We found that determined users were quick to make up their minds about the products they were drawn to, browsing fewer items and heading straight to the pages that interested them.

They were twice as likely to land on the cart page, for example, than the other group.

Distracted users were 23% more likely to land on a product page than determined users and saw these pages 22.3% more than their determined counterparts. They also displayed an 18.8% higher chance of reaching the homepage during their navigation, indicating longer, more chaotic sessions.

Distracted users on mobile were 17.6% more likely to reach the checkout than determined users on desktop, suggesting a real intention to buy. Despite this, determined users had 59% more chance of reaching the checkout confirmation page than when distracted, presumably encountering enough friction at checkout to defeat their initial purchasing objective.

Determined users also saw the cart page 82% more times during their navigation, spending 1.7 times longer there than when distracted.

Why think beyond digital personas


Putting consumer mindset at the heart of their strategy helps digital teams adapt interfaces to changing environments and fluctuating user moods. It allows them to move beyond the composite sketch of persona to address real-life situations and the feelings they trigger.

Because digital behavior and digital journeys are anything but static. Coachella Chloe, for example, will browse differently depending on whether she is determined or distracted. By developing experiences that can adapt to her changing mood, our cosmetics company is that much closer to delivering a consistently satisfying experience to its valued audience.

Next-gen, mindset-based analytics can help brands move beyond a persona-only marketing strategy to unlock a whole new level of consumer understanding. Read the complete report to find out how digital businesses can define their most profitable mindsets and really put user reaction at the heart of experience development.


Embracing Mindset Segmentation for a Better Digital Experience – gb

With more and more brands embracing the idea that customer journeys are fundamentally emotional, I am often asked how analytics can be leveraged into experiences that address the needs of different consumer mindsets.

It’s a great question. With such a huge market for online retail, how do you create seamless digital journeys that meet the needs and expectations of every consumer? And how do you do this knowing that one consumer does not equal one consumer journey, and that visitors will navigate your site differently depending on their circumstances?

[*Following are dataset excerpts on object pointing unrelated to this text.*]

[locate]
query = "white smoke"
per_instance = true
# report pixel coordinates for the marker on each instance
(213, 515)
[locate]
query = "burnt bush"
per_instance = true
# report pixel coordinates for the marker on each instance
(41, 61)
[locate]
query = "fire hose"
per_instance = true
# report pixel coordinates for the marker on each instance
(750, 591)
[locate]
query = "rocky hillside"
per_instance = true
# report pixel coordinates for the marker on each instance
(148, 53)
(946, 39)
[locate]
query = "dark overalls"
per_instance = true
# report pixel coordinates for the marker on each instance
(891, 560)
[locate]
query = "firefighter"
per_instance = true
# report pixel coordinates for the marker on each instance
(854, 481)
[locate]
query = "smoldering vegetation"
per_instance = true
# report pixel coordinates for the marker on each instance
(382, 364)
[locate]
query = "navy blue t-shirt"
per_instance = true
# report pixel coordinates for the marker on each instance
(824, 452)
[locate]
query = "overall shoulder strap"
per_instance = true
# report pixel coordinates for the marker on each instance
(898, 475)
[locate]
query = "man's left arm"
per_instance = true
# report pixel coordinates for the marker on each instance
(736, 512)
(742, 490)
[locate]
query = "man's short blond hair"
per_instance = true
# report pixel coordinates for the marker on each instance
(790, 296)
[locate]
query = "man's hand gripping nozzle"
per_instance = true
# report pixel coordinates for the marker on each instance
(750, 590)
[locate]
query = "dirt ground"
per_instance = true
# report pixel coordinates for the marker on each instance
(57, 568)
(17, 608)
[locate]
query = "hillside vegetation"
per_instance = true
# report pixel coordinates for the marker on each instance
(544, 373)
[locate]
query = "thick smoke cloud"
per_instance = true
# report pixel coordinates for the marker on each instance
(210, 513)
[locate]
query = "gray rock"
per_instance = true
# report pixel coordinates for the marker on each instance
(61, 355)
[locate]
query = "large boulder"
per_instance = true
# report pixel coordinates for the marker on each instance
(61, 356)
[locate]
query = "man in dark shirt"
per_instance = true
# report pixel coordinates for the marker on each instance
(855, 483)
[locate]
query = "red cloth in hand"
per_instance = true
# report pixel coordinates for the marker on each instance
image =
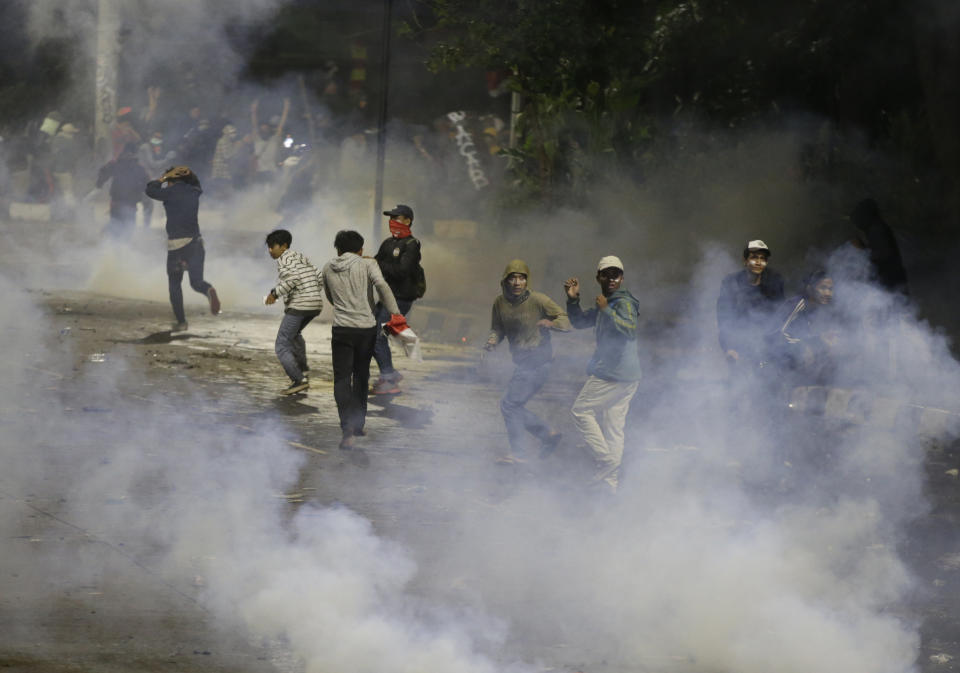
(395, 325)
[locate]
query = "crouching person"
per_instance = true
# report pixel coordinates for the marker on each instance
(300, 285)
(600, 410)
(525, 319)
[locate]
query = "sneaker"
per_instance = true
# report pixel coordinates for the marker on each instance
(296, 387)
(214, 301)
(384, 387)
(549, 445)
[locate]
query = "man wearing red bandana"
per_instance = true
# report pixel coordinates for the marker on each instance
(399, 260)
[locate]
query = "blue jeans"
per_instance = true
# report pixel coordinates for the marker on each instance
(190, 259)
(524, 384)
(381, 350)
(290, 347)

The emotional side of the digital experience

Digital marketing teams today have the tools to understand the nuances of visitor behavior, and have started to embrace the emotional side of data. Where they once segmented their audience according to personas, they are now adding a layer of insight to their workflow by adding consumer mindsets to the equation – i.e. the feelings that go hand in hand with digital behavior.

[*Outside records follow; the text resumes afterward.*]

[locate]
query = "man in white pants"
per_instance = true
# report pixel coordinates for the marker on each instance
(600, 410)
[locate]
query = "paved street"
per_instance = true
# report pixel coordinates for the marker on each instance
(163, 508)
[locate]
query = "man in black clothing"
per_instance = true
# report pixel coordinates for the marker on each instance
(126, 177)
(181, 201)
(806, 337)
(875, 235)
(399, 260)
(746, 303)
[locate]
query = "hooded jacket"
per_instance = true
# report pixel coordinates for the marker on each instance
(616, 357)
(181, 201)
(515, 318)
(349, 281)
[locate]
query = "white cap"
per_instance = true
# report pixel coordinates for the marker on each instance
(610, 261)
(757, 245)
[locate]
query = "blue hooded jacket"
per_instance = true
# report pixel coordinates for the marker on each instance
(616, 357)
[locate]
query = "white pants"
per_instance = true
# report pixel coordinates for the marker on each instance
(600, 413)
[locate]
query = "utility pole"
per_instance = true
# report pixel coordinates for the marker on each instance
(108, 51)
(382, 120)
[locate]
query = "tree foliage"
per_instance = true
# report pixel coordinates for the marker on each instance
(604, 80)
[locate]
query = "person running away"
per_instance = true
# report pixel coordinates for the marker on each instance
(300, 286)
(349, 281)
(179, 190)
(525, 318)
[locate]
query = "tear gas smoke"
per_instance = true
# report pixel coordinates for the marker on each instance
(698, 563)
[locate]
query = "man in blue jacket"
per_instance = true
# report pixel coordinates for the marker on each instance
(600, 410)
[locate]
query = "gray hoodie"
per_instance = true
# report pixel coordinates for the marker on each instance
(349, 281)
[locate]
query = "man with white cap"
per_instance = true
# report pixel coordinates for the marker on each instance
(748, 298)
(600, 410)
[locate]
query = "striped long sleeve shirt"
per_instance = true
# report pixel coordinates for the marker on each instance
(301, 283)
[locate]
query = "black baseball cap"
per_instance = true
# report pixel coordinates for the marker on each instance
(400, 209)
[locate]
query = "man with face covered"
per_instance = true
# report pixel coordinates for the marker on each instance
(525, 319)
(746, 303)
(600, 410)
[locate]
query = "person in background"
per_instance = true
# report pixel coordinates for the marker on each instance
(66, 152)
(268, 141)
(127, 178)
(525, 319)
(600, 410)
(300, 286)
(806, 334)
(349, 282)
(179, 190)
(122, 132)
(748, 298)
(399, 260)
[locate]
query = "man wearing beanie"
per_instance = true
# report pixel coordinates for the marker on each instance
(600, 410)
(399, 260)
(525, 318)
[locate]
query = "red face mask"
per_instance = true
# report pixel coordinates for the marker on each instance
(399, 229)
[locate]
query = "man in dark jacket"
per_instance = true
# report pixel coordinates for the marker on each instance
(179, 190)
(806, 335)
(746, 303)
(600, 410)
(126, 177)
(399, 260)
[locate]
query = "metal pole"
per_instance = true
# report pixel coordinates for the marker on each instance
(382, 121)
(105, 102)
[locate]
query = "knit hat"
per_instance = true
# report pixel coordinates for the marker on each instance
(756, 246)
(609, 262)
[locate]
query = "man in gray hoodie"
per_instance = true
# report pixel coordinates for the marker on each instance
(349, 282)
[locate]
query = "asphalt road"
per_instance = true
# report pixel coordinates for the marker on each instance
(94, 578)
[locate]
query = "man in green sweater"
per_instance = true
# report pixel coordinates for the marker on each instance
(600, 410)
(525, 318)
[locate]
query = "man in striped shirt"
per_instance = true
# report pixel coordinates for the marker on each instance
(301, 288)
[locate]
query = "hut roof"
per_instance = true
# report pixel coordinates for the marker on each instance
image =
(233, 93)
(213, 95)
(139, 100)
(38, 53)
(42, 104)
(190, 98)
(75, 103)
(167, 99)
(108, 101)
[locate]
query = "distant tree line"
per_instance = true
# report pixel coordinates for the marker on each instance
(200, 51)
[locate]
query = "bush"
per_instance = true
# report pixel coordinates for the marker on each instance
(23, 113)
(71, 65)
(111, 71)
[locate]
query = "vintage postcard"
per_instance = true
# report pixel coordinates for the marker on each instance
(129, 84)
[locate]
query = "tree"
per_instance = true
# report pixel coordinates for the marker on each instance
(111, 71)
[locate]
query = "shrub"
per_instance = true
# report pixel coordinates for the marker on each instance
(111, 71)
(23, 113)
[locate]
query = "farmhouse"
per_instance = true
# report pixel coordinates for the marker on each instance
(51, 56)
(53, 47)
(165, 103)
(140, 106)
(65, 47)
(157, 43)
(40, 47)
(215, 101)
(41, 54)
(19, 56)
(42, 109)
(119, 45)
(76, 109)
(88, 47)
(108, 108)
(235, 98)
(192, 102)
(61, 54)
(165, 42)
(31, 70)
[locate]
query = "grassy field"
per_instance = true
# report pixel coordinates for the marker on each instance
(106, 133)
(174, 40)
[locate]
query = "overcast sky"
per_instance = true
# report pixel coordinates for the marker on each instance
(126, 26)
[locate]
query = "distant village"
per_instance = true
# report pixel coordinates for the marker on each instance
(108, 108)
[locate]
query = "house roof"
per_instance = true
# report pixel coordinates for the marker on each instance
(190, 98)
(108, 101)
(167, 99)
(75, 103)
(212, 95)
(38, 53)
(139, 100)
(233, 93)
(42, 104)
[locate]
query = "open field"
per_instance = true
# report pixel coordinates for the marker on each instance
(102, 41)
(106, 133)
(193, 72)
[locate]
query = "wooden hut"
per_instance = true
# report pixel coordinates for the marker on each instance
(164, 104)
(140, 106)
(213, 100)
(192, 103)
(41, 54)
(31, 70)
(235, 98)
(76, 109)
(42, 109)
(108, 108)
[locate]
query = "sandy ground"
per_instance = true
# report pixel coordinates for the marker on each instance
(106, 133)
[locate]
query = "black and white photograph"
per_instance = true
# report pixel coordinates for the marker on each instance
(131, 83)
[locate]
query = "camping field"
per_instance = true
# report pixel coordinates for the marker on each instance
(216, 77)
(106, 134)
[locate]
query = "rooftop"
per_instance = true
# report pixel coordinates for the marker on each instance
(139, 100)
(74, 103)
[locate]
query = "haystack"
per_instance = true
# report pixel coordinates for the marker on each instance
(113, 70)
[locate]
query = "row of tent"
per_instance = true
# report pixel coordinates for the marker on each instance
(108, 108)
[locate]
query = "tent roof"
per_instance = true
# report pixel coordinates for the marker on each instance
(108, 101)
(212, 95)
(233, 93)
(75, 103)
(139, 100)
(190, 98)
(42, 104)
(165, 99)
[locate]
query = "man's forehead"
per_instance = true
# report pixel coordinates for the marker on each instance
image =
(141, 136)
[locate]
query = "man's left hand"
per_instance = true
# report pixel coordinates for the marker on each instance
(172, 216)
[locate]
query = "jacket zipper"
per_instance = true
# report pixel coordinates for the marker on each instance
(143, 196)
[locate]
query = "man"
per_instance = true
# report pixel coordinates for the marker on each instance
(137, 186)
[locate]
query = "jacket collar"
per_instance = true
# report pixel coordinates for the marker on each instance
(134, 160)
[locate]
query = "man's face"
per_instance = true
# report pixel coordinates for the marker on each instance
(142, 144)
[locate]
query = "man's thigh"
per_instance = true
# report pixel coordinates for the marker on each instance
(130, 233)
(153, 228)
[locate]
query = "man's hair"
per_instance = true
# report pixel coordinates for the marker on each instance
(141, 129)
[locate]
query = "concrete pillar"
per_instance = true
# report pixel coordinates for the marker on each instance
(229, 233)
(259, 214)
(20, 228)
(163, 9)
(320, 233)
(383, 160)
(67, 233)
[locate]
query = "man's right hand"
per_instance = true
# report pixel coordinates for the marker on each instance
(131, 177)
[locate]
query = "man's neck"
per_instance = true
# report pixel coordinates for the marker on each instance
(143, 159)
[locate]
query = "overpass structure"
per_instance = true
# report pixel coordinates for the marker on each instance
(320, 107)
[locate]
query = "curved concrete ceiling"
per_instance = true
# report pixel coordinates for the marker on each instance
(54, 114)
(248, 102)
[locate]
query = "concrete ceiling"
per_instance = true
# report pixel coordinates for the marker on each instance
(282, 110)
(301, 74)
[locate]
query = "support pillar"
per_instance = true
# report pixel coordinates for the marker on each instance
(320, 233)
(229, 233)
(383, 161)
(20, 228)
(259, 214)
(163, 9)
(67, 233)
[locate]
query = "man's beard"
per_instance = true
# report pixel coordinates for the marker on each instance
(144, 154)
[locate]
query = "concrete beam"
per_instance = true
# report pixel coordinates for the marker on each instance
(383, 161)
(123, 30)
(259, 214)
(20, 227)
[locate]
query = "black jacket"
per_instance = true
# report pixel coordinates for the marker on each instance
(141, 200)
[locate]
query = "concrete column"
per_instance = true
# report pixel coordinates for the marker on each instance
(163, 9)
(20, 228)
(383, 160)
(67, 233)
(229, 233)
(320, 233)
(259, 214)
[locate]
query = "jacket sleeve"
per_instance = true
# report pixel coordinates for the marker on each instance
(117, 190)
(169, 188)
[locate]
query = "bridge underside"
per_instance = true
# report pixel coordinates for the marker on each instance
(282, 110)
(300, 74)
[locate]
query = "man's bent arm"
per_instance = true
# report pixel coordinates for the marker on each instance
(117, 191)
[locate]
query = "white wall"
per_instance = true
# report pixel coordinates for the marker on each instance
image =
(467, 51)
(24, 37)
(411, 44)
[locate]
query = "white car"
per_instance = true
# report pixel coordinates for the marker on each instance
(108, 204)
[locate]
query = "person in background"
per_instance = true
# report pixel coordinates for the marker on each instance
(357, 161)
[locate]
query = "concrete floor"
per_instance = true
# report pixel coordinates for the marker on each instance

Think of it this way – digital journeys are influenced by more than just demographics and content. Factors like device, time of day, and quality of service all impact navigation. So do variables like traffic source, customer intent, etc.

For example, when ContentSquare’s office manager is trying to book six flights to Las Vegas on a desktop, she has a different experience than when she is on the subway platform, looking up last-minute package trips to Tulum on a mobile with a spotty connection. She might be focused in the first instance, and frustrated in the second.

Connecting with profitable mindsets

The challenge for brands today is to develop navigation paths that adapt to the potential mindsets of their most profitable audiences – answering the needs of focused users and those who, for a variety of reasons, are more distracted in their navigation.

And since e-Commerce disruptors like Amazon or Airbnb have accustomed today’s consumers to a near-faultless user experience (UX), and raised the bar for digital convenience even higher, it can seem like a daunting challenge.

The first step to answering all these different needs is to understand them. Really getting to know the ways in which visitors navigate your site will help you refine segments according to behavioral criteria. It is this level of understanding that will help you tailor optimizations to specific mindsets, removing another layer of guesswork and truly putting consumer experience at the heart of your marketing strategy.

Knowing where that productive mindset drops off, or which field is a field too many for the distracted mindset will help teams focus improvements, and create journeys that can withstand the influence of all those factors brands can’t control.

Because while you may be unable to control your users’ mindset, you can anticipate it, and make sure that your UX caters to it.